British motorcycle speedway rider

Sean Joseph Courtney (born 15 September 1964) is a former motorcycle speedway rider from England.

== Biography==
Courtney, born in Braintree, Essex, began his British leagues career riding for Edinburgh Monarchs during the 1982 National League season and made his debut at the age of 17-years-old.

The following season, Courtney began to ride regularly for the Monarchs, improving his average to 6.00 by the end of the 1984 season.

In 1985, Courtney switched clubs after signing for the Berwick Bandits. He would spend five seasons at Berwick from 1985 to 1989 and was joined at the club in 1988 by his brother Mark Courtney. Together they would help the Bandits win the Knockout Cup in 1989, defeating Poole Pirates in the final.

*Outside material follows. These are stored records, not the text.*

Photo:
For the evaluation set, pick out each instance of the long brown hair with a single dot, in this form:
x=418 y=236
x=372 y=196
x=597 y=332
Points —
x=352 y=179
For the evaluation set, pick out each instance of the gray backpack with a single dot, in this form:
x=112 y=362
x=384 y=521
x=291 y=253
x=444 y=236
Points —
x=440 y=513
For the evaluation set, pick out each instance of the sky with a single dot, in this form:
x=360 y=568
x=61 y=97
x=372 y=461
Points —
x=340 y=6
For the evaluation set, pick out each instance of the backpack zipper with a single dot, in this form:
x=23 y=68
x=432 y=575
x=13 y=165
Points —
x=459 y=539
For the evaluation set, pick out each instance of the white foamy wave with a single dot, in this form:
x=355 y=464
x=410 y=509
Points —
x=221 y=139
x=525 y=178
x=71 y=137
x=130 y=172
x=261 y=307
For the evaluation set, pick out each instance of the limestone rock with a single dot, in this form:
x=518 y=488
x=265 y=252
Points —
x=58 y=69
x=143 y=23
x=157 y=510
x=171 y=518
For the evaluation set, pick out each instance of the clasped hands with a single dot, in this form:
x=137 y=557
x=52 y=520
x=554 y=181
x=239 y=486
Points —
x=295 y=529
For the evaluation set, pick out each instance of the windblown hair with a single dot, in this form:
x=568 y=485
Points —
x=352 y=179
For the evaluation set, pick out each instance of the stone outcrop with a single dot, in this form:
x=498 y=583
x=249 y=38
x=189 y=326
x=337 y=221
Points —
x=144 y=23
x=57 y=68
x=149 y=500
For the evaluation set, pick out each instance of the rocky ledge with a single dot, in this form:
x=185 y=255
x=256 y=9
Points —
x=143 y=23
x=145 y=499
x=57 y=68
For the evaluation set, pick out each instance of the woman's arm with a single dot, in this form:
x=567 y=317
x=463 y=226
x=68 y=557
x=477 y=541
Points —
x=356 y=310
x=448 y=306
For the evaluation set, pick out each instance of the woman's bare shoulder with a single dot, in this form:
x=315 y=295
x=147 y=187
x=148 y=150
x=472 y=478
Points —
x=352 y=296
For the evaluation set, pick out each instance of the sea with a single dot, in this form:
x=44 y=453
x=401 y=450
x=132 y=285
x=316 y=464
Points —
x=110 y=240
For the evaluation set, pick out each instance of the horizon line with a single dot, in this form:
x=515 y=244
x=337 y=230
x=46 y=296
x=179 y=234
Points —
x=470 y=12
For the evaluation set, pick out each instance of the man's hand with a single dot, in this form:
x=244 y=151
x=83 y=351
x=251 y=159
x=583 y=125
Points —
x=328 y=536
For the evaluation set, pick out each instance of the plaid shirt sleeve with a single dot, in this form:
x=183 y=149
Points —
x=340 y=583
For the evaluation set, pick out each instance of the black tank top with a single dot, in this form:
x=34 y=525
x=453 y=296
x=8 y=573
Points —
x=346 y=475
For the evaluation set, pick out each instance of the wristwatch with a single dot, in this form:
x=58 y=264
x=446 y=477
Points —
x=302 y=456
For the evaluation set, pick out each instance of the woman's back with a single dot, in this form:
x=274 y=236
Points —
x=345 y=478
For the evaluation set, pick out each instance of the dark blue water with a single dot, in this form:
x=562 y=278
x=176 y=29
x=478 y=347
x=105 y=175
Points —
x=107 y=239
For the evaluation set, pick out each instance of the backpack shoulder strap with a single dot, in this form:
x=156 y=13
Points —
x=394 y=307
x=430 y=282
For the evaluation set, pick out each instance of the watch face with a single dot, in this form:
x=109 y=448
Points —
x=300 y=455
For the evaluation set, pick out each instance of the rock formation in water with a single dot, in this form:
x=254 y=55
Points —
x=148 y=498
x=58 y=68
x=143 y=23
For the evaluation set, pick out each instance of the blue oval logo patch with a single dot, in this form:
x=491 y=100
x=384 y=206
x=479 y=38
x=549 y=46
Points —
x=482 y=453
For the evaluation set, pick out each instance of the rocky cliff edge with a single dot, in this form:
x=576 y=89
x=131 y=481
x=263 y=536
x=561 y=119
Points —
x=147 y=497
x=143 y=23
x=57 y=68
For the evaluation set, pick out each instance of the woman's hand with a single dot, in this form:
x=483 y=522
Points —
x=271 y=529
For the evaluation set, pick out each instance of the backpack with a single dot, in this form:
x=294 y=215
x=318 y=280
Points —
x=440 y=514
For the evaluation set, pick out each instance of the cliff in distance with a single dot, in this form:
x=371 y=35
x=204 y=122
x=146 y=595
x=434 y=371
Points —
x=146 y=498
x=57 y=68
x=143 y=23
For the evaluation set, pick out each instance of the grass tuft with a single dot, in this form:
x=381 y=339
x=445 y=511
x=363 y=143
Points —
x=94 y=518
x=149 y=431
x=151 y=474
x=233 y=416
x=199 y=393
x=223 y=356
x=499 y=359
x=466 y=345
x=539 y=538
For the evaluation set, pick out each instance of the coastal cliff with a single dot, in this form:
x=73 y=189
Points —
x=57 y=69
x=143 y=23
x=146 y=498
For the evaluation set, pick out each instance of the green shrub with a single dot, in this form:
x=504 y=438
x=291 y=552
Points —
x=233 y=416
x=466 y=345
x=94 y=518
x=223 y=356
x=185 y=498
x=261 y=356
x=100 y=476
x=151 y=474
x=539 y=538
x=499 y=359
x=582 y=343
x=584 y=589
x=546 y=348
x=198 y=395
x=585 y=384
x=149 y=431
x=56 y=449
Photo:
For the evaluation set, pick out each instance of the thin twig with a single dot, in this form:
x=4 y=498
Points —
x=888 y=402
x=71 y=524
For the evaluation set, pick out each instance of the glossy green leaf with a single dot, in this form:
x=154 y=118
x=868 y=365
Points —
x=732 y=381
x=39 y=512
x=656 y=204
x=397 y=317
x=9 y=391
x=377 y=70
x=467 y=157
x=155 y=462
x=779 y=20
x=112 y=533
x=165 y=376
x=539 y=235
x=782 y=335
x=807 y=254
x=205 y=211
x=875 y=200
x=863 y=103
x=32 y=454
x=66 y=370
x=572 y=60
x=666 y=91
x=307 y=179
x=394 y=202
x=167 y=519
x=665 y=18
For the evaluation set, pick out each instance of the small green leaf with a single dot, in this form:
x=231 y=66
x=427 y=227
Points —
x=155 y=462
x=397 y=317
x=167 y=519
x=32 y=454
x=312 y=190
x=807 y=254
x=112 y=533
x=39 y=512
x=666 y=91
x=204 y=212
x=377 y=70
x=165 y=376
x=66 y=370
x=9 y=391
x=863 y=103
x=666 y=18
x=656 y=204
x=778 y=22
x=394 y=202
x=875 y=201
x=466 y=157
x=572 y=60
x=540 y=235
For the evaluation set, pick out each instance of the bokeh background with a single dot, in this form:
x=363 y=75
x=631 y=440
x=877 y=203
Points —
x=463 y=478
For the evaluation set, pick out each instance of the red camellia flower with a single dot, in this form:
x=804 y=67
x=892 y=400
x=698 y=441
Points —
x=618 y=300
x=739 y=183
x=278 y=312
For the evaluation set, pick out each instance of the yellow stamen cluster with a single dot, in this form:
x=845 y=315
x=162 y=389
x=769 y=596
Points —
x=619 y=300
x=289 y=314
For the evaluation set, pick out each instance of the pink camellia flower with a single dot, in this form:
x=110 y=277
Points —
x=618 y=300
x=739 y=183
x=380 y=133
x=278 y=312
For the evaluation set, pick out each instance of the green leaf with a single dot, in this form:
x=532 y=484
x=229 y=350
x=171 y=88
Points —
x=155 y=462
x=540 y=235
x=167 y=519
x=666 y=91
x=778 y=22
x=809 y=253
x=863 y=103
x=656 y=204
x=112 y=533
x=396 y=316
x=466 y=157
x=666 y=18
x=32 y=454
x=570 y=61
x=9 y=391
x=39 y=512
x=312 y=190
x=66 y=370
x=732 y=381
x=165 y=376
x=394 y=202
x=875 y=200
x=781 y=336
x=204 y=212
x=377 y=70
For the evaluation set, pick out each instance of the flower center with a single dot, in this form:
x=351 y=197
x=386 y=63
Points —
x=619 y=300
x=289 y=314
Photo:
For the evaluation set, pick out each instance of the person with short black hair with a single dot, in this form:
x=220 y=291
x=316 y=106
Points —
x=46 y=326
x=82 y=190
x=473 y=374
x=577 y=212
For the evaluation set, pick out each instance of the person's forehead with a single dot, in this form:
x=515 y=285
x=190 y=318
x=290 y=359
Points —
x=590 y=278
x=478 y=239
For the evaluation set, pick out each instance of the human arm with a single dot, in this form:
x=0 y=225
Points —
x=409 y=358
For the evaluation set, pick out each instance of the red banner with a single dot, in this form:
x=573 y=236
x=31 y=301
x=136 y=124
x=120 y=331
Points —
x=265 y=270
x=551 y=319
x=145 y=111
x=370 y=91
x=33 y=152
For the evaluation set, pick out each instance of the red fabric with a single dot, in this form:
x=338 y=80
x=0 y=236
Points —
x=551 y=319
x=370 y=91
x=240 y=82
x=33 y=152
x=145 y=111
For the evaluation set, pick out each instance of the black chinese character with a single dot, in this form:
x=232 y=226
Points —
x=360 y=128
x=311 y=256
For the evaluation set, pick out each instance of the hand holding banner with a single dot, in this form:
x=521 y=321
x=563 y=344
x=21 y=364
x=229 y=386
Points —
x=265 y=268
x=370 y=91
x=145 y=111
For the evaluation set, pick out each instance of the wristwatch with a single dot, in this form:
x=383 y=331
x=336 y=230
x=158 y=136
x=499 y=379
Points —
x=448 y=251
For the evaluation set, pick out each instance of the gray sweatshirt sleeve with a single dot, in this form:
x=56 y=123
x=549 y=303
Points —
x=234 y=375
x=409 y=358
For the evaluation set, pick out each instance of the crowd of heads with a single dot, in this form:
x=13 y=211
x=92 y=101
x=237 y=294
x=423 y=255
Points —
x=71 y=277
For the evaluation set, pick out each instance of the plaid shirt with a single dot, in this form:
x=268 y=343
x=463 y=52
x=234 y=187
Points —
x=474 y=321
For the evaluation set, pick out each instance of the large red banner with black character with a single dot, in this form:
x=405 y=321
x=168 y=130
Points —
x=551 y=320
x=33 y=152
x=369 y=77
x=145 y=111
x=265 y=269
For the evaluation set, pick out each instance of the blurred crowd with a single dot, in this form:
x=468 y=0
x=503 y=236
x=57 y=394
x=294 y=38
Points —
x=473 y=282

At the start of the 1990 National League season, Courtney signed for Glasgow Tigers, where he rode for the Scottish club for two seasons before competing for Rye House Rockets in 1992 and his former club Edinburgh in 1993.

It was the decision to re-sign for Glasgow for the 1994 season that wrote Courtney's name in the Glasgow Tigers history because he was part of the team that achieved the 'double double' (the league and cup double for two consecutive seasons) in 1994.

After a season with Belle Vue Aces in the 1996 top division, Courtney returned once again to Glasgow, where he saw out his career from 1997 until 2000. During his last season (2000) his brother Mark and nephew Scott Courtney both rode in the same team Glasgow team.

== Family ==
Courtney's brother Mark and nephews Jamie and Scott Courtney were all professional speedway riders.